Whilst we cannot change our circumstances, we can explore the internal patterns that may be triggered during this crisis and seek to co-author our stories with God. Science proves we can change and create new patterns. Neuroplasticity refers to the brains ability to change throughout life. The human brain has an amazing ability to change through laying down new neural pathways or patterns. So, ask yourself:

  • What internal patterns are being revealed in this crisis?
  • What daily habits can I implement that can create the possibility for lasting change?

5. Other focus

What’s the larger story we are living for? How can we live this season for someone beyond ourselves? Social psychology research consistently shows that intentional acts of daily kindness actually make us happier.

  • Who do you want to be in the midst of this crisis?
  • What values do you hold that you want to live out of in this season? AND Live your daily habits out of these values.
  • How can I be generous with my resources: time, pantry, toilet paper, emotional resources?

Generally speaking, people who live from an ‘other focus’ have a greater sense of purpose and general wellbeing.

6. Our focus determines our reality

What we focus on largely determines how we experience the world around us and what we become. Interpretation is powerful and affects how we view the world around us. So how are you interpreting this season? DON’T engage in speculation, catastrophic fears, threat of scarcity, victim mentality or blame. But DO be self-aware and intentional.

What is the story you are telling yourself?

Ask yourself:

  • What is being formed in me during this time?
  • What has been exposed in my life during this crisis?
  • How do I want to be on the other side of this?
  • What habits, beliefs and patterns are best left in past?

Additionally, we can focus on having a thankful spirit. We can be thankful for the technology that allows us to still connect, for the beautiful weather, the beauty around us, the free resources offered by so many organisations in this season, and the opportunity to exercise outside.

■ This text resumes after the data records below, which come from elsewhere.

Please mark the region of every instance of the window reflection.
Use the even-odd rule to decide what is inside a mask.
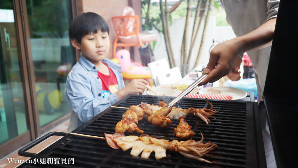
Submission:
[[[41,126],[69,112],[66,77],[76,62],[69,25],[70,0],[27,0],[32,59]]]

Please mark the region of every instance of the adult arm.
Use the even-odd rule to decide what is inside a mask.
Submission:
[[[268,0],[268,19],[262,26],[244,35],[220,43],[213,48],[210,52],[209,63],[203,70],[203,73],[209,74],[199,86],[214,82],[229,74],[239,55],[271,45],[279,4],[279,0]],[[235,71],[232,73],[234,75],[237,74]],[[234,79],[236,79],[235,76]]]

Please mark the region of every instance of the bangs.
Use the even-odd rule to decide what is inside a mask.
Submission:
[[[96,34],[97,30],[109,33],[109,26],[106,21],[98,15],[90,15],[86,18],[84,26],[82,27],[82,37],[91,34]]]
[[[69,26],[69,38],[75,38],[80,43],[84,36],[102,32],[109,33],[108,23],[102,17],[92,12],[83,13],[75,17]]]

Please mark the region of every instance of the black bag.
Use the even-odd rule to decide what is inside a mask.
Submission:
[[[139,49],[141,56],[142,65],[144,66],[148,66],[148,63],[155,60],[153,51],[149,44],[144,44]]]

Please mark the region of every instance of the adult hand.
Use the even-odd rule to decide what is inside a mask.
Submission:
[[[236,57],[243,52],[243,50],[238,38],[215,46],[210,52],[209,63],[206,68],[203,70],[203,73],[209,74],[198,86],[208,82],[213,83],[229,74]]]
[[[148,82],[144,79],[134,79],[116,94],[119,100],[130,94],[142,94],[146,89],[145,85],[149,84]]]
[[[227,75],[229,79],[232,81],[239,80],[241,79],[240,76],[241,72],[238,71],[240,69],[241,63],[242,63],[242,58],[240,55],[236,57],[235,60],[234,65],[232,67],[232,69],[230,73]]]

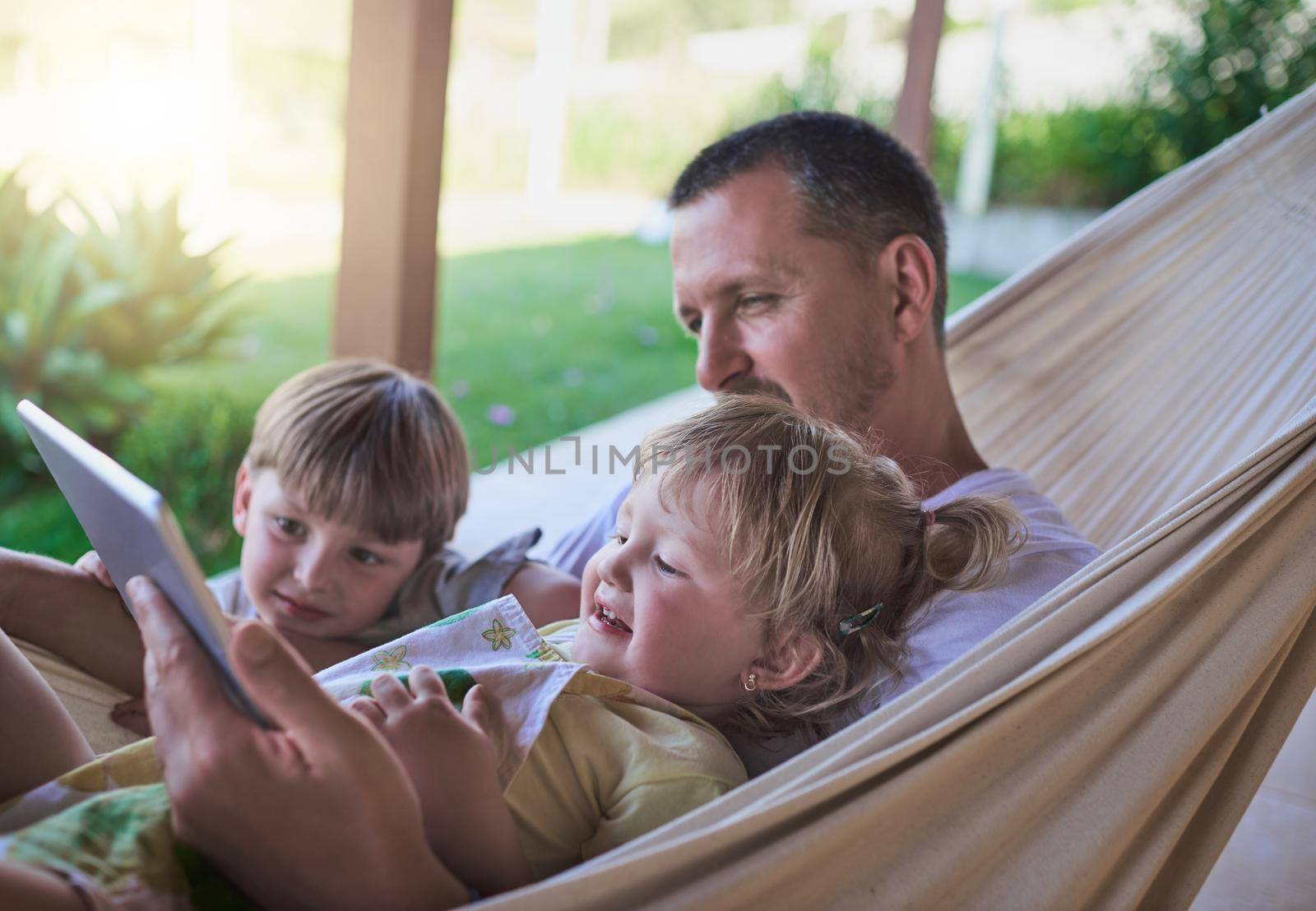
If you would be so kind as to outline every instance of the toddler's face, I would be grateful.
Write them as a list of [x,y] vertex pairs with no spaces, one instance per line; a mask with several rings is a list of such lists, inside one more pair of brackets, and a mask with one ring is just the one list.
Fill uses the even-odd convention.
[[278,629],[354,636],[378,620],[420,562],[421,541],[384,544],[311,512],[271,469],[238,470],[233,527],[242,586]]
[[669,512],[650,475],[617,513],[617,533],[584,569],[572,661],[634,683],[703,717],[745,696],[763,650],[696,491],[695,519]]

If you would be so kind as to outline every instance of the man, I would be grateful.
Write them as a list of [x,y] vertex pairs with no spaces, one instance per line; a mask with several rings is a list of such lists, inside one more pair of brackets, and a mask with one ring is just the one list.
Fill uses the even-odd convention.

Social psychology research has also found that writing down three things you are grateful for every day can increase your happiness by 25%.  So why not celebrate the unique opportunities that present for you in this season: making family bonding fun and creative, time as a couple to actively work on relationship goals, or to simply read a good book and catch up on your favourite shows!

Considering these thoughts will help you to live well in this season. That is, for us all to aspire to live from a place where we are more integrated, whole, able to be innovative and positively impact the lives of others around us.